Pas de doute, l’univers d’Asaf Avidan est tout à la fois doux et âpre, serein et fébrile, mu d’une ubiquité qui rappelle l’ambiguité de son personnage. En deux mots : terriblement entêtant, sincèrement authentique. À mots couverts ou à gorge déployée, d’un swing léger ou d’une extrême gravité, au fil d’une comptine enfantine ou le long d’un hymne bouleversant, il ne fait qu’ouvrir son cœur, corps et âme. Cette diversité à l’œuvre renvoie à ses influences multiples, à ses désirs tout aussi ouverts sur l’infini. La Bible, Homère et Shakespeare ont nourri son verbe, les classiques poètes hébreux Natan Alterman et Yehuda Amichai ont alimenté sa verve, sans gommer les songwriters comme Dylan, Leonard Cohen ou Tom Waits.

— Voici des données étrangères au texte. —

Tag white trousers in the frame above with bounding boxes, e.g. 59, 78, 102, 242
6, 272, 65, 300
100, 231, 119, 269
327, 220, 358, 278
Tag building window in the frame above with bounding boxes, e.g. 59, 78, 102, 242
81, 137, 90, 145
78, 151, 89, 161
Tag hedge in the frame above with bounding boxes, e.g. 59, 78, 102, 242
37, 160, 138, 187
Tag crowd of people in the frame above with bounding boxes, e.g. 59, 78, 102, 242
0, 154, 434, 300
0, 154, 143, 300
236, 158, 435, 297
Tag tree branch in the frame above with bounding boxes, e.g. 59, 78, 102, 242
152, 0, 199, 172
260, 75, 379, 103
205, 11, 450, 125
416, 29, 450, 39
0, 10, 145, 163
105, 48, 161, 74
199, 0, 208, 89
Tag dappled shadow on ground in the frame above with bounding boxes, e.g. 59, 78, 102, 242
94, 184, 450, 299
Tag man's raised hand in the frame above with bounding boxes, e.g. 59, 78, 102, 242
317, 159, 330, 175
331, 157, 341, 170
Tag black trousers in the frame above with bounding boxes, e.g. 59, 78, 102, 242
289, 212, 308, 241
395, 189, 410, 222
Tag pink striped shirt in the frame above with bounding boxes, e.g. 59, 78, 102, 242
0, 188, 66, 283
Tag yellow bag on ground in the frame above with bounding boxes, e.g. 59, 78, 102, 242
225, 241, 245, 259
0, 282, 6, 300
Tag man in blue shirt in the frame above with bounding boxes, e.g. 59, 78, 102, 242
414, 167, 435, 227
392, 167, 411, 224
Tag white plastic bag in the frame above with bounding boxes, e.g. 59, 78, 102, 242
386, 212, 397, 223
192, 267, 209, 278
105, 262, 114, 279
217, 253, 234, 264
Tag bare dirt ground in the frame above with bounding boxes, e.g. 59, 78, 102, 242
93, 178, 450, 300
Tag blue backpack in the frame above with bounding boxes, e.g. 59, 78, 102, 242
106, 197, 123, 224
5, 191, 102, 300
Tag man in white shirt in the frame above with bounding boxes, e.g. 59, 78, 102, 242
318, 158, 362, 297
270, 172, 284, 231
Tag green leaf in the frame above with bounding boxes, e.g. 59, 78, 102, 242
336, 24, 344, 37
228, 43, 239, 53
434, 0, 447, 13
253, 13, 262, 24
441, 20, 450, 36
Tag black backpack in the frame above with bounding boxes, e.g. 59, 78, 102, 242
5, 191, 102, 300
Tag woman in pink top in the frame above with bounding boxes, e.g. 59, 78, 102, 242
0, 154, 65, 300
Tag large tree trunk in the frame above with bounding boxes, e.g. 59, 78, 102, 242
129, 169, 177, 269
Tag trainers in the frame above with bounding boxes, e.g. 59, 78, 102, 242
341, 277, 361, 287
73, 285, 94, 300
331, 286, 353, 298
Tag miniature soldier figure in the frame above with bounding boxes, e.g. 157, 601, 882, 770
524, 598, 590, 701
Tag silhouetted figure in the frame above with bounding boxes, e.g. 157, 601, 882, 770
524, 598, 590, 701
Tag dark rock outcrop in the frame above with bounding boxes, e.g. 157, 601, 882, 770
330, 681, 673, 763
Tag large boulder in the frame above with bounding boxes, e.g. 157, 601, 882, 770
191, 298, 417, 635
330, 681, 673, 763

Ce disque ouvre large la focale, tout en resserrant le focus à l’essentiel. Pas un mot qui ne soit ajusté, pas une ligne qui ne soit finement taillée, pas une métaphore qui ne fasse sens. Chaque chanson s’agence naturellement à l’autre, malgré la diversité qui compose le canevas initial en surface, pour dresser au final le portrait d’un musicien de ce siècle, tout comme les fines couches musicales se superposent et s’assemblent les unes aux autres pour tresser un chapelet de mélodies au parfum d’éternité. Toutes nous parlent tout autant d’avant-hier que d’après-demain, chacune nous murmure à l’oreille combien le présent est un instant fragile, comment le bonheur est un moment fugace. Combien la musique est depuis ses premiers émois une thérapie pour Asaf Avidan, qui lui permet de se réconcilier avec lui-même et le monde, avec ses démons intérieurs qui sont aussi (souvent) les nôtres. Ces mots bleus pansent les plaies de nos cœurs décousus, comme cet ultime Is This It, une solennelle ritournelle où il pose sa voix, à nu, sans faux semblants.